A slight drop in sales tax revenues and increasing expenses has left the County Commission with a budget for 2008 that has little play.
Sales tax revenues are projected at $3,175,000 for 2008, while 2007 has been estimated at $3,177,198.
Henson believes there will be at least two or three more years of the same trend. He said TIF Districts have depressed the revenue some, and the downturn in the economy has not helped either.
“People just don’t have money to spend,” he said. “It’s four dollars for a gallon of milk, three for a gallon of gas, two for a loaf of bread … It’s getting sticky for everyone. It affects everyone.”
Overall revenues went up slightly, but some of that was reflected in new tax revenue streams that weren’t listed in the previous year’s proposed budget, such as the senior citizen’s service fund.
Expenses were up 3.7 percent over 2007 projections, going from $13,563,377 to $14,055,342. That total reflects revenue taken in for other entities such as school districts, water districts, courts. About $8 million is pass-through money, according to county officials.
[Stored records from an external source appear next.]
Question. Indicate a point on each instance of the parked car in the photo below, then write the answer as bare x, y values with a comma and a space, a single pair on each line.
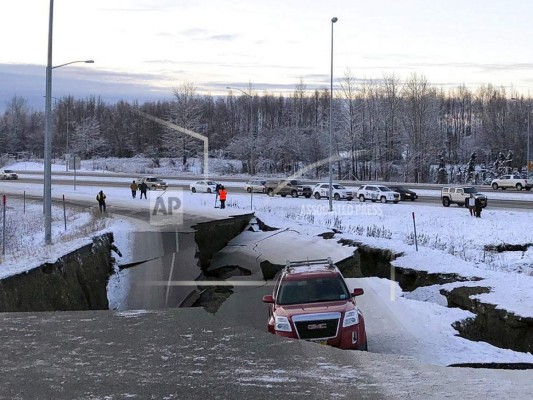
377, 193
285, 187
405, 194
152, 182
203, 187
311, 301
338, 191
459, 194
512, 181
255, 186
8, 174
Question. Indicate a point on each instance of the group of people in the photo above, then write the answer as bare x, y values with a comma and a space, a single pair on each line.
143, 187
222, 194
474, 206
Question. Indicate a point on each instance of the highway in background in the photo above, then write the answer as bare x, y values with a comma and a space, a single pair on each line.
428, 193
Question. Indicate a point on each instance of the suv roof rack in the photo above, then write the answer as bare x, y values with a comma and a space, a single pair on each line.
305, 263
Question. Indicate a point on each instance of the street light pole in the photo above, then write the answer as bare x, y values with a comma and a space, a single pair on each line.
330, 196
527, 147
48, 137
47, 193
252, 169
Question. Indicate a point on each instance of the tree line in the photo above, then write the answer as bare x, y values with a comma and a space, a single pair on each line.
381, 129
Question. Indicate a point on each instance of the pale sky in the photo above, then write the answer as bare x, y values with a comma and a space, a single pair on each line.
143, 49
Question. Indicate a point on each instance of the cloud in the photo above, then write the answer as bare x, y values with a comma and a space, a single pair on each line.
29, 81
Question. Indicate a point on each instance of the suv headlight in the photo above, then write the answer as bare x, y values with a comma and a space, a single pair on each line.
282, 324
351, 318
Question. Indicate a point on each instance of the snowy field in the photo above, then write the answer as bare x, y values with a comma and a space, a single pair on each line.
449, 240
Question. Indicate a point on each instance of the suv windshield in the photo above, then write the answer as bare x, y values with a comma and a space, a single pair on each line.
312, 291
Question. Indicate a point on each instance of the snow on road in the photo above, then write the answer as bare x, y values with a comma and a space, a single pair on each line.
415, 324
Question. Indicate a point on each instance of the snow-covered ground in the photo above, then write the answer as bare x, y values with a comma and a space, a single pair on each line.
449, 240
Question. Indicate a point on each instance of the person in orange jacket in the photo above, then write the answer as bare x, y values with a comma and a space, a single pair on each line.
222, 193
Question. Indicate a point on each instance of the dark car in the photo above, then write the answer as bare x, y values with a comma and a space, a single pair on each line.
405, 194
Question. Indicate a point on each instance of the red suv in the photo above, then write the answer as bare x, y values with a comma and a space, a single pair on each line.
311, 301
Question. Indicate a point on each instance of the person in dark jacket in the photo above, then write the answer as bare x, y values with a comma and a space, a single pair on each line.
143, 187
100, 197
477, 208
222, 193
134, 187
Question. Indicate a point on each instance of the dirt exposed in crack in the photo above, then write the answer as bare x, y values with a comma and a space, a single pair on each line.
212, 297
503, 247
498, 327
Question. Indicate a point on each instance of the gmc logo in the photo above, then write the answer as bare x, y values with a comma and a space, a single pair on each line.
313, 327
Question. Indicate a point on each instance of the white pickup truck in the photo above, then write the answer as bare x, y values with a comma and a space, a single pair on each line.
511, 181
8, 174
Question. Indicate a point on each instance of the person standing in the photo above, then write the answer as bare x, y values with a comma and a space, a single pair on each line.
222, 193
143, 187
471, 204
477, 208
100, 197
134, 187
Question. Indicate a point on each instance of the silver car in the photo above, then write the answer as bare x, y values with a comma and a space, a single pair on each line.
255, 186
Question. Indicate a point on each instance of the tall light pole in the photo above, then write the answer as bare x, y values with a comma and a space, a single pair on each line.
529, 111
47, 195
330, 196
252, 169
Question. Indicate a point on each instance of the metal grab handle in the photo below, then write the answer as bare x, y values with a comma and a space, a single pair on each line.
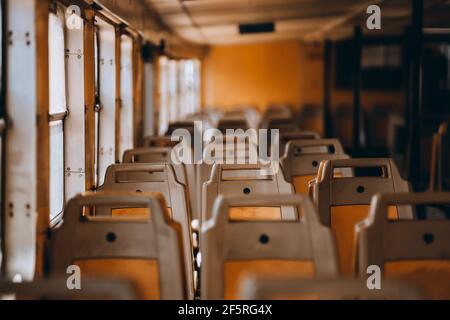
223, 204
361, 163
381, 202
315, 143
129, 154
138, 167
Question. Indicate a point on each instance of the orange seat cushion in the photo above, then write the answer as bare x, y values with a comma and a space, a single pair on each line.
144, 274
301, 184
236, 271
255, 214
343, 222
140, 213
432, 277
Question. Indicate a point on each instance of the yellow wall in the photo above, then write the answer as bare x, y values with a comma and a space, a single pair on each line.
261, 74
289, 72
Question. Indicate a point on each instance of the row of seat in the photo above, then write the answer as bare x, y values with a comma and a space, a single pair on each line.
213, 231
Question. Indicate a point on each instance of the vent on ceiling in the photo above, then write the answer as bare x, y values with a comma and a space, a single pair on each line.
257, 28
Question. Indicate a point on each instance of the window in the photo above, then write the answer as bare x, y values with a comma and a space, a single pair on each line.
2, 119
179, 85
173, 90
106, 83
97, 100
126, 95
163, 95
58, 110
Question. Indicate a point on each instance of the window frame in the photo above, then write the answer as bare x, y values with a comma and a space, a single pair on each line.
58, 11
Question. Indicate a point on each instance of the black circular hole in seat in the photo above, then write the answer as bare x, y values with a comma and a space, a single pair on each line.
428, 238
264, 239
111, 237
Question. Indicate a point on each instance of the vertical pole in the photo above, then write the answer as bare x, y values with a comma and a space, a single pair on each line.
357, 79
89, 96
415, 86
327, 90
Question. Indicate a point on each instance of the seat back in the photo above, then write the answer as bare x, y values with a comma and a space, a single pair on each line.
185, 173
159, 142
302, 158
232, 250
232, 124
244, 180
285, 137
239, 152
146, 251
416, 251
287, 288
56, 289
343, 201
153, 178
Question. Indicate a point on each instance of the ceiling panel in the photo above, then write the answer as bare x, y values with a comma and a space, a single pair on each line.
217, 21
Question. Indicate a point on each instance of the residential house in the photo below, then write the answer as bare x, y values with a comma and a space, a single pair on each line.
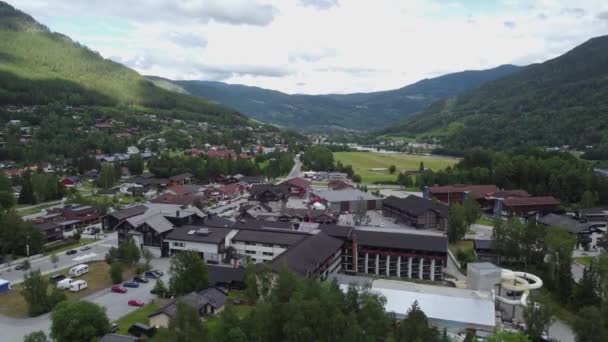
417, 212
210, 301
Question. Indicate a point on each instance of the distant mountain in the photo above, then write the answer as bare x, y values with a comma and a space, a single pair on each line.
38, 66
563, 101
360, 111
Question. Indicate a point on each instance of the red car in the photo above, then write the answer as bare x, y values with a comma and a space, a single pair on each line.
134, 302
119, 289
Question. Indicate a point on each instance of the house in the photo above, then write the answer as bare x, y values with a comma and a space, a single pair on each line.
457, 193
347, 200
416, 212
209, 242
525, 206
338, 185
210, 301
71, 181
51, 231
298, 187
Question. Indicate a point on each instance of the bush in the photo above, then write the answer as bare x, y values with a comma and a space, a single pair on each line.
116, 273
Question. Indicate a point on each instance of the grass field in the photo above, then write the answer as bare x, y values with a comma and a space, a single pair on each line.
138, 316
13, 304
362, 162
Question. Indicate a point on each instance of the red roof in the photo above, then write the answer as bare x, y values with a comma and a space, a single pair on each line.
530, 201
478, 190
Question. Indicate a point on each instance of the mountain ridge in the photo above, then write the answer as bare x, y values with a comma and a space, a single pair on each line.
357, 111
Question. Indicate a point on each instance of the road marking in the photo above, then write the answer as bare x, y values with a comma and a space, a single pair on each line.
85, 257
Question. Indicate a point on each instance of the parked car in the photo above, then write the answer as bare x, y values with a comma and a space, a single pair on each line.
135, 302
140, 279
118, 289
56, 278
139, 329
151, 275
131, 284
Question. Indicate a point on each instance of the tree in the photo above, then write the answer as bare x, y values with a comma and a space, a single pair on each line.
148, 256
472, 211
26, 196
36, 336
456, 223
54, 259
508, 336
34, 290
251, 283
188, 273
116, 273
538, 318
75, 321
589, 325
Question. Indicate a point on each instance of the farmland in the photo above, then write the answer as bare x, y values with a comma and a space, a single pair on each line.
362, 162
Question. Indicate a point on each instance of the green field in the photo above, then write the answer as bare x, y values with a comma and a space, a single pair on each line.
362, 162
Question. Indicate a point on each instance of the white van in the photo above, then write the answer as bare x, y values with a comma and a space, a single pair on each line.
79, 270
65, 283
78, 285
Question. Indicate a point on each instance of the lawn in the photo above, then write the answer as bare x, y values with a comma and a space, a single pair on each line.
138, 316
465, 245
13, 304
362, 162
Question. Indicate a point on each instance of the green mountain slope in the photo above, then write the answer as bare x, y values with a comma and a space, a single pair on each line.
561, 101
361, 111
39, 67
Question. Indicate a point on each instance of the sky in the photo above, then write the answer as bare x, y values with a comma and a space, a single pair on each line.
322, 46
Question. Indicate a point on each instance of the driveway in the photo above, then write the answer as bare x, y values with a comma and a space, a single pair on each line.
13, 330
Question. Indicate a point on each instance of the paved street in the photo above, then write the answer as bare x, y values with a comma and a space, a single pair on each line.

The balance is projected to drop by 30 percent, from $1,623,040 to $1,132,236.
Henson said the county’s budget could have been worse, pointing to other counties such as Jefferson, which he said had a bigger financial crunch.
Despite the belt tightening they’ve had to do, the courthouse renovation will be completed, and the county was able to give employees a raise this year. Last year there were no raises.
“We were able to give an $80 a month across the board raise,” Henson said. “But to do that, we talked to offices that have service fee funds and they were able to turn over some extra money to help pay for the raises. The employees have to have some type of increase with the increase in gas to keep moving.”
They have also been stockpiling rock, salt and that type of thing in anticipation of increasing expenses. “Hopefully, we won’t need to use it,” Henson said. “It doesn’t waste, it’ll be there next year.”
There are no building projects in mind.
“It’s doubtful, unless we actually sell road and bridge,” Henson said. “Then we would be trading dollars to move them over to the other area.”
The county was planning to build a new maintenance shed on land near the St. Francois County Jail, which would have centralized their operations and cut some maintenance expenses, county officials say. However, without selling the existing maintenance shed, they cannot afford to move.
Office holders were asked to cut expenses across the board and equipment costs were held back, Henson said, to balance the budget.
“Office equipment and things we’d normally buy, we’re going to do a lot more repair work, where it’s feasible and cost effective. We’re doing without new equipment and we’ve cut way down,” Henson said. “I’ve talked with all the office holders. They know it’s crunch time.”
Henson said he line-itemed each budget to cut out some expenses.